Published: 11 Apr 2019
Lesley Irvine, TIA
Anyone can see that milking once-a-day has its attractions, but is it a profitable option? At the 2019 Tasmanian Dairy Conference, Paul Edwards from DairyNZ presented the results from two recent studies comparing twice-a-day (TAD) milking systems to once-a-day (OAD) milking systems.
The studies focused on strategic OAD milking – that is, farms that milked their herd OAD for the whole season.
One of the studies compared 302 OAD herds and 2424 TAD herds. The study paired the OAD herds with similar TAD. It showed there was an 11% decrease in milk production in the first year of milking OAD. Milk production returned to the pre-OAD milk production level by the fourth year of OAD milking. However, compared to their paired TAD milking herds, OAD milking herds were still 11% behind the TAD herds as the TAD herds had also increased production during the four years. There was less of a production impact on the lower producing OAD herds.
Given that OAD milking results in lower milk production, to retain profit parity with TAD herds, there must be benefits that improve profitability and/or cost reduction for OAD herds. There are several ways this can occur:
- Improved reproductive performance – OAD had tighter calving spreads
- While replacement rates were the same between OAD and TAD herds at 20%, the reasons cows were culled were different
- Less cows were culled because they were empty in OAD herds
- More cows were culled because of low production and udder reasons (e.g. blind quarters, mastitis, cell count, slow milker, udder breakdown) in OAD herds
The second study compared New Zealand DairyBase data from 2005/06 to 2015/16. This data included 99 OAD herds and 927 TAD herds. The data showed OAD herds did not reduce costs relative to TAD herds and had decreased profitability relative to TAD herds.
The greatest opportunity to reduce costs in OAD herds is with labour as you are only milking once-a-day. Labour also accounts for over 20% of costs on a dairy farm. However the study showed there was only a very small increase in the cows milked per full time equivalent on OAD farms.

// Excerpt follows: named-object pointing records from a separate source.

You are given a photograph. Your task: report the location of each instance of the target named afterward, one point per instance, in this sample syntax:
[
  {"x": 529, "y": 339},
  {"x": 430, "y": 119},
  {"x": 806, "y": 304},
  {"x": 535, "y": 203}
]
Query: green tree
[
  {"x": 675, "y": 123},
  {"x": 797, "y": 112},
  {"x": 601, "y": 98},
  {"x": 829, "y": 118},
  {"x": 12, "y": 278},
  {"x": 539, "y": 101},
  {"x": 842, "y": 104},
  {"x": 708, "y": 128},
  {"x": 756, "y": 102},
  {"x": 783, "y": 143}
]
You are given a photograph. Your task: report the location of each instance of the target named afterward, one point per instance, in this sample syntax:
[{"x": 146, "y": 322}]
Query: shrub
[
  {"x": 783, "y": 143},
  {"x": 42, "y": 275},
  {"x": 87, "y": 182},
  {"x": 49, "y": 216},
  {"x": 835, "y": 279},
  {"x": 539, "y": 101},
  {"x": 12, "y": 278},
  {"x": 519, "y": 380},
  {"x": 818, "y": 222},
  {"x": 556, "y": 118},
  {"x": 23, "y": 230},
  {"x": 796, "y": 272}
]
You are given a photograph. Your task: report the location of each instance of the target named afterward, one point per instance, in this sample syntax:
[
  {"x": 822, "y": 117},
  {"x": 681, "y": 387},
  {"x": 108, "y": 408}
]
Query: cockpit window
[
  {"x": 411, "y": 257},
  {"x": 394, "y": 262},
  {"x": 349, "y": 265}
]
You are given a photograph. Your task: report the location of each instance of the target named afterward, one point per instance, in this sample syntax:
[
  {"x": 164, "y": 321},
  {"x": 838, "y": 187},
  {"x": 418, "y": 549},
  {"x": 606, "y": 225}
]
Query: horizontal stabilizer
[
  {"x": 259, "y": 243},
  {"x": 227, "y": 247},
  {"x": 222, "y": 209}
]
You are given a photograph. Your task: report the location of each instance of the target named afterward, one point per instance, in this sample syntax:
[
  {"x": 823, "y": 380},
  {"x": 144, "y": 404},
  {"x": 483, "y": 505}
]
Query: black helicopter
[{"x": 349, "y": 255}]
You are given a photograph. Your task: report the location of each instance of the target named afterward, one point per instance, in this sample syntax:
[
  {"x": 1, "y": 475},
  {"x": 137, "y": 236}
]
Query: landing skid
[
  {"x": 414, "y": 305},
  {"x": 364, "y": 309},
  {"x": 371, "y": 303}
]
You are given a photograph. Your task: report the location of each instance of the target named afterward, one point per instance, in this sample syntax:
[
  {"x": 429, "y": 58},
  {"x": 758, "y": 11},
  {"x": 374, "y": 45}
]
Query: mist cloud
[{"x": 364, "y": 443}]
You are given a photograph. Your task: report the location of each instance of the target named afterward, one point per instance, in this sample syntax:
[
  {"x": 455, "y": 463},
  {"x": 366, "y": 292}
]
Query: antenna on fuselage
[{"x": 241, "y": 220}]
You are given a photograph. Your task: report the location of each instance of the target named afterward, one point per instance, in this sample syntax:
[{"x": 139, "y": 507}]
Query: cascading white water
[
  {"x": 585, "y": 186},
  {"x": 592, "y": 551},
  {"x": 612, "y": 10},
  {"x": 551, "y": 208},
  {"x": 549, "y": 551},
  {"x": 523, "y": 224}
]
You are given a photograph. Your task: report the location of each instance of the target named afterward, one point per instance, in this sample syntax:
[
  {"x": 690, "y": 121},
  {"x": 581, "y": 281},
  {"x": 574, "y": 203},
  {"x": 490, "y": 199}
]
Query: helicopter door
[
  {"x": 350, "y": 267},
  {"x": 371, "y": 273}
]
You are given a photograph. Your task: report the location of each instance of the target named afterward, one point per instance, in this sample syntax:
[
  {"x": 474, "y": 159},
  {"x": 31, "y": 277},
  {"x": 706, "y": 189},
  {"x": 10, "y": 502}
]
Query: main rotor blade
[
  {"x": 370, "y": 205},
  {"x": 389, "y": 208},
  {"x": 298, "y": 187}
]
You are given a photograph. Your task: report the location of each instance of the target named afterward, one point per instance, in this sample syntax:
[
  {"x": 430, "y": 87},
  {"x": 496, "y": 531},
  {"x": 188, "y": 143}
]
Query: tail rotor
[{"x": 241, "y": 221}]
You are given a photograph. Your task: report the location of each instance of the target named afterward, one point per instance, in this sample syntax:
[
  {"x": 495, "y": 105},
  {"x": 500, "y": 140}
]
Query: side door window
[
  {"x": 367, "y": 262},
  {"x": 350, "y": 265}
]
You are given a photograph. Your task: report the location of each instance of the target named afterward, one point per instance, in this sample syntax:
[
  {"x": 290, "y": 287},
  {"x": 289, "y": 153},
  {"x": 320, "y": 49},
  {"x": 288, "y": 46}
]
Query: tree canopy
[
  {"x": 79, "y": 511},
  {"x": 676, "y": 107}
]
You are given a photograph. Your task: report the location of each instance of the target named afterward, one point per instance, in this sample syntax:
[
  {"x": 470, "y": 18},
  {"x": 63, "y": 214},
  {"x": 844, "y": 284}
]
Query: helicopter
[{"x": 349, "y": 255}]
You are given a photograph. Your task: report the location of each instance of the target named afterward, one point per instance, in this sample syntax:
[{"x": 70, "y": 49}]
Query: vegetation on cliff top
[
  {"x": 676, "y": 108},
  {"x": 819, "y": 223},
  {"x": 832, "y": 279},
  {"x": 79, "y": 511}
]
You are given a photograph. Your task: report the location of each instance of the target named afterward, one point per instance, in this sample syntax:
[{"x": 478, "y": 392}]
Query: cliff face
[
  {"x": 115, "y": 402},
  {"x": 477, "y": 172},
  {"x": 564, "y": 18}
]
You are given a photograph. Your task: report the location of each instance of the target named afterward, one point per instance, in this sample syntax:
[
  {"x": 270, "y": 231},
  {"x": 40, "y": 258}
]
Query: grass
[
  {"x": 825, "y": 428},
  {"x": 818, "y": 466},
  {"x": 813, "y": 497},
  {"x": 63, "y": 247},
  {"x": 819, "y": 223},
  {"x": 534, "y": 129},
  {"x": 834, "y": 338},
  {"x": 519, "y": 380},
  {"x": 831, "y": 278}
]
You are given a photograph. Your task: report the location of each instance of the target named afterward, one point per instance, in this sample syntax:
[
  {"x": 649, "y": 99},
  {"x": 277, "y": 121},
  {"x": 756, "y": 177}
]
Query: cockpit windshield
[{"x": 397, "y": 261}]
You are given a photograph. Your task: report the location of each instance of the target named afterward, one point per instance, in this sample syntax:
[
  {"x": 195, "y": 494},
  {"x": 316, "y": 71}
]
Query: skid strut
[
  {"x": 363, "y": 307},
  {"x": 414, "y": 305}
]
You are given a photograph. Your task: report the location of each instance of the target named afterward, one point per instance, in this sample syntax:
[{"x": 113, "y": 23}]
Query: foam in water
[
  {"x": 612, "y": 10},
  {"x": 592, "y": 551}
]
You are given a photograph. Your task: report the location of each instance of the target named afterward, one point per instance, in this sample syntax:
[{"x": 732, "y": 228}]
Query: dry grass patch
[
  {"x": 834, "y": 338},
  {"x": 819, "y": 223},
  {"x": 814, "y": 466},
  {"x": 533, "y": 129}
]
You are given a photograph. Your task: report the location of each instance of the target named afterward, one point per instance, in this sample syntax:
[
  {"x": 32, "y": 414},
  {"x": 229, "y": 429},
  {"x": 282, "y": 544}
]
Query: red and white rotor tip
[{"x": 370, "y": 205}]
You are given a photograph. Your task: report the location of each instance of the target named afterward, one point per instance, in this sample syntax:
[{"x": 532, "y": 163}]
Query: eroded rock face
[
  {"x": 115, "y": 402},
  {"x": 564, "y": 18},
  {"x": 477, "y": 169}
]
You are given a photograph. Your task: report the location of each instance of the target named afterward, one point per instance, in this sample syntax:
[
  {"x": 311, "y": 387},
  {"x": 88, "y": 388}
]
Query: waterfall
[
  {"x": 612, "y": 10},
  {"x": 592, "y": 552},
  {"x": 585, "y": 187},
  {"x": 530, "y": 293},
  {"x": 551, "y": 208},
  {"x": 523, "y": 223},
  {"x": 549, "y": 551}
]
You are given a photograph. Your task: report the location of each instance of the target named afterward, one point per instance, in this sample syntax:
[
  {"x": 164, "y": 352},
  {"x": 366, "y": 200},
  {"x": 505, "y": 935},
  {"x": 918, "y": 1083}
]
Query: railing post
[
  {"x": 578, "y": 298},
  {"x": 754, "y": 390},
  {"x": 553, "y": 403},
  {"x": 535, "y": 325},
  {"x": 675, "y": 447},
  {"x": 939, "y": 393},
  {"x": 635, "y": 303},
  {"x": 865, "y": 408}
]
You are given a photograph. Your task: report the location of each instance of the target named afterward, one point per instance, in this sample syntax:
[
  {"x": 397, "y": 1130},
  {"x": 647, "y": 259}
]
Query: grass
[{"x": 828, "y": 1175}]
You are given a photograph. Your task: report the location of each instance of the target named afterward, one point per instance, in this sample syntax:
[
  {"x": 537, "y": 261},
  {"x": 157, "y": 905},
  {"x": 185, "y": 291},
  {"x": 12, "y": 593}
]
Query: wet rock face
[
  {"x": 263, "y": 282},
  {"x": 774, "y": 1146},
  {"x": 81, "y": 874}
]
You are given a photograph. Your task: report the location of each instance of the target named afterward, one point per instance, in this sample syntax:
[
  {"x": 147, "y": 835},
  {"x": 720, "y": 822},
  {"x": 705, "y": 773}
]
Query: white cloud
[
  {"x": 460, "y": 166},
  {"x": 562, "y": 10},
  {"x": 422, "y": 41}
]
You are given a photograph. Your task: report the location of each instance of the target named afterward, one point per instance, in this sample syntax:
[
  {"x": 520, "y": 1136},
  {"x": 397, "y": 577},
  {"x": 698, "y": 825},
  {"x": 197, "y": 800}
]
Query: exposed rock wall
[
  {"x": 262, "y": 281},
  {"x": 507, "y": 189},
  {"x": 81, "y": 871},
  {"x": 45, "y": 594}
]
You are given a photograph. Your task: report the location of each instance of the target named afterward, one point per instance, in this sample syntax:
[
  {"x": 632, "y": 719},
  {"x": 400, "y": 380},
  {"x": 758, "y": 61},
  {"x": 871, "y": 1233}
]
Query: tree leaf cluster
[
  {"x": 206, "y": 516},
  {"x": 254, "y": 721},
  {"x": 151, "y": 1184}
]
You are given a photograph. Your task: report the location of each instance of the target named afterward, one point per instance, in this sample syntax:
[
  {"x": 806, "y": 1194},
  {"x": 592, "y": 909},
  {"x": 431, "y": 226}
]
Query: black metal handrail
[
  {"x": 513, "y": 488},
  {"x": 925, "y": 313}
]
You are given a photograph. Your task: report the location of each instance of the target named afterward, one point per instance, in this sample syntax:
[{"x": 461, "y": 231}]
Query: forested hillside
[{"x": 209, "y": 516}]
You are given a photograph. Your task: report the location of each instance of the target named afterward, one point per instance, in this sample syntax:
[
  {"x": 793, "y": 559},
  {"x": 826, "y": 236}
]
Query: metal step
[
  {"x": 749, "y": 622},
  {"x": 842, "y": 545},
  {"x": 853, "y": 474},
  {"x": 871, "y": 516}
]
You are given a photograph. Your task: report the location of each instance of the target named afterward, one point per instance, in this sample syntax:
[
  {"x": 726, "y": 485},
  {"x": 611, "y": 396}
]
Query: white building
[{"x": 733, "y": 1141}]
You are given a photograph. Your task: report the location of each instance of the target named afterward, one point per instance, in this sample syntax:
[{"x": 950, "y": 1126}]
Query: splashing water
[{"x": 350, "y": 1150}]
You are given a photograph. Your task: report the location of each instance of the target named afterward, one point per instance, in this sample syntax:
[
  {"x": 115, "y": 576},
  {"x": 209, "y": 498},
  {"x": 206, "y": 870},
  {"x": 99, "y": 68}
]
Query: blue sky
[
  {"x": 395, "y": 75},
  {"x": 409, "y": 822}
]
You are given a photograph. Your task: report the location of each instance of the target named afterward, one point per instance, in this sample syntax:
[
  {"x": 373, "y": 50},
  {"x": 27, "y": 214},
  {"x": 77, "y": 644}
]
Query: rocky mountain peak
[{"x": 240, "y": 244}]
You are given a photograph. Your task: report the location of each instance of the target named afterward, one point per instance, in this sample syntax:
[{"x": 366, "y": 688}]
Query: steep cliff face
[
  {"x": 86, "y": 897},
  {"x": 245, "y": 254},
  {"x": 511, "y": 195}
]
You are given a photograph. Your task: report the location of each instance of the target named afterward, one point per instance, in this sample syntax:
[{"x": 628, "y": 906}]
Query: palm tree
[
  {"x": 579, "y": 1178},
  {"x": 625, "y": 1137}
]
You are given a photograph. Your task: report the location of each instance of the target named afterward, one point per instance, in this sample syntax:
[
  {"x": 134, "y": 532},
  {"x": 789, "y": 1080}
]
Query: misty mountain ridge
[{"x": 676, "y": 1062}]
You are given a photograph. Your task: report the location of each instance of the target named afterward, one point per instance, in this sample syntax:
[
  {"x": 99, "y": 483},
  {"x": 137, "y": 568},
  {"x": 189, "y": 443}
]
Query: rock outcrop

Paul’s key messages about OAD milking from the two studies were:
- A decrease in milk production of 2-16% is likely in the first year. Herds with existing low per cow milk production have the lowest decrease in production. The decrease in milk production will be greater in higher producing herds.
- Costs need to be reduced to maintain or improve profitability but on average this wasn’t achieved.
- If target costs aren’t achieved it doesn’t mean OAD milking is unprofitable (just might be less profitable than equivalent TAD herd).
- There are many drivers for adopting OAD.
- It is important to examine the systems changes and prepare a budget if considering OAD.